“What is it, Mr. Howbridge? I am sure I shall be glad to help you if I can,” Ruth said earnestly.
“Well, now, Miss Ruth,” said the lawyer, a quizzical smile wreathing his lips. “What would you do, for instance, if a pair of twins had been left to you?”
[CHAPTER III—TWINS—AND TROUBLE]
Sometimes Mr. Howbridge called her “Martha,” because she was so cumbered with family cares. Sometimes he called her “Minerva,” and acclaimed her to be wise. He so frequently joked with her in this way that Ruth Kenway was not at all sure the lawyer was in earnest on this occasion.

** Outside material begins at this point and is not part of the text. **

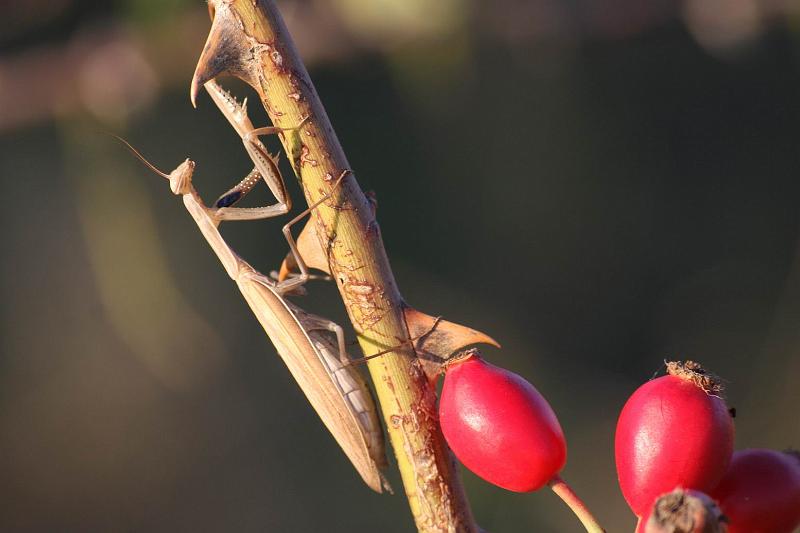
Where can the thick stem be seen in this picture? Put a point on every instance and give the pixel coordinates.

“Twins?” she repeated, smiling up at him over the top of her muff. “Twin what? Twin puppies, or kittens, or even fish? I suppose there are twin fish?”
“You joke me, and I am serious,” he said, while the younger ones shouted and sang amid the straw behind. “I really have had a pair of twins given to me. I am their guardian, the administrator of their estate, just as I was made administrator of the Stower estate and guardian of you girls. It is no joke, I assure you,” and he finished rather ruefully.
“Goodness me! you don’t mean it?” cried Ruth.
“Yes, I do. I mean it very much. I do, indeed, think it rather mean. If all my friends who die and go to a better world leave me their children to take care of, I shall be in a worse pickle than the Little Old Woman Who Lived in the Shoe.”
“Like old Mrs. Bobster at Pleasant Cove,” laughed Ruth. “But even she did not have twins. And if your new family is as troublesome as the Corner House crowd, what will you ever do?”
“That is what I am asking you, Minerva,” he said seriously. “What would you do if you had had twins left to you?”